After only a few months of milk production, Bridget started to work with us. I actually started the same week with Bridget at Holy Goat back in 2013. She came with an animal science degree, experience on multiple dairies and in the same dairy factory which shaped many of my systems. Bridget set the bar very high. Others at the co-op regularly heard me say when I arrived on Friday afternoons ‘Bridget’s awesome, everything’s done, clean, where I like it’. I should mention that I’m a very pedantic person: having someone I can instruct once and from then on find the tasks done exactly how I’d requested is a dream. Many of you locals will remember Bridget from markets last year, you would have seen her belly grow. Bridget and Micheal gave birth to Fletcher in September. She worked up until August, stopping bottle washing shortly before as her belly was in the way. We are very hopeful that Bridget is just on maternity leave and will return some day. For now she is still involved by adjisting my heifers on their 15 acres so as to free up more pasture here for my milkers. Fingers crossed this will be the start of a future dairy interest for Fletcher: I’m always scheming.
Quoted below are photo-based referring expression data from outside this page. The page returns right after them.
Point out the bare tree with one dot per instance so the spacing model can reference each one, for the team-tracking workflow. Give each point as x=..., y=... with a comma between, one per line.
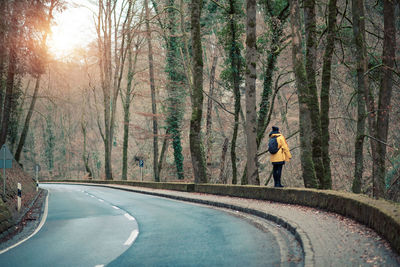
x=251, y=110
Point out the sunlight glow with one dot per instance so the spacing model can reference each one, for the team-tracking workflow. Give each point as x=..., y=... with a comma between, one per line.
x=74, y=29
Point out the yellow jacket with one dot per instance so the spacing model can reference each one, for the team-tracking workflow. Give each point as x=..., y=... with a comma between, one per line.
x=283, y=153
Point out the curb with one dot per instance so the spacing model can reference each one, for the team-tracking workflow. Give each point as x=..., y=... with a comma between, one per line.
x=292, y=227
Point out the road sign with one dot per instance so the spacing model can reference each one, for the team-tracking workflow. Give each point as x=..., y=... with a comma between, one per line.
x=5, y=157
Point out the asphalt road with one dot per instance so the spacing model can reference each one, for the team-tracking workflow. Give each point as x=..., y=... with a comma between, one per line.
x=95, y=226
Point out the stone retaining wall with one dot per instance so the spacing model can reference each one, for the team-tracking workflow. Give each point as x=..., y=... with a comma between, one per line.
x=380, y=215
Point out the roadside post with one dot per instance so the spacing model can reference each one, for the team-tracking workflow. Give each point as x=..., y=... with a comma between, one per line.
x=5, y=163
x=37, y=170
x=141, y=163
x=19, y=196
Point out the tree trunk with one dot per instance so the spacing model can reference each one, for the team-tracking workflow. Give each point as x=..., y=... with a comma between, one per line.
x=3, y=55
x=251, y=111
x=236, y=66
x=307, y=164
x=84, y=156
x=325, y=89
x=175, y=91
x=196, y=143
x=27, y=120
x=312, y=101
x=209, y=114
x=385, y=95
x=276, y=24
x=127, y=105
x=162, y=154
x=222, y=176
x=362, y=87
x=9, y=97
x=153, y=94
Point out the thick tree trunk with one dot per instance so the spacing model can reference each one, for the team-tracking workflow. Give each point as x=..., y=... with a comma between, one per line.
x=3, y=55
x=222, y=176
x=362, y=88
x=236, y=66
x=385, y=95
x=312, y=101
x=85, y=155
x=251, y=110
x=127, y=105
x=162, y=154
x=174, y=87
x=9, y=97
x=276, y=24
x=325, y=89
x=153, y=94
x=307, y=164
x=208, y=138
x=196, y=143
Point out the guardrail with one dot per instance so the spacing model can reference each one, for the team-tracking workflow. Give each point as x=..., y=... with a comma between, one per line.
x=381, y=215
Bridget told me very early on that she was going to be leaving which left me with ample time to find her replacement. I was just about to advertise for this role when my friend and fellow dairy schemer, Mel asked if she could have the role; sometimes things just fall into place. I was able to have a good 4 months of training before Mel smoothly took over from Bridget. Mel also comes with previous dairy and agriculture experience and with a herd of her own milking goats. So once again I counted myself lucky. Having an employee who is planning to one day open their own dairy is a great asset as there is a real vested interest there to understand the systems. Watch this space for when Mel gets her mad dreams up at running.
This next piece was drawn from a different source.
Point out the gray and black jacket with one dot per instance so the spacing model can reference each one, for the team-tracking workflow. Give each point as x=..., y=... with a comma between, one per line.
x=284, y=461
It’s also nice having people to talk to about the animals. As they are really my extended family, I could spend all day talking about their personalities, who did what today etc, not super interesting to most folk but this is something which brings me great enjoyment being able to share with Bridget and Mel.
I’ve been lucky again to have a young woman, Meg start with me this last week. As she’s still at high school she’s going to be bottle washing and feeding out for me one afternoon a week. Hopefully this role will be able to grow over time and the memories of working with these beautiful creatures will stay with her for a life time.
I’m sure there are many people I’ve missed. To anyone who thinks that’s them, then thank you. From the bottom of Berta’s heart, thank you all. May the grass grow, the milk flow and the dairy maids unite.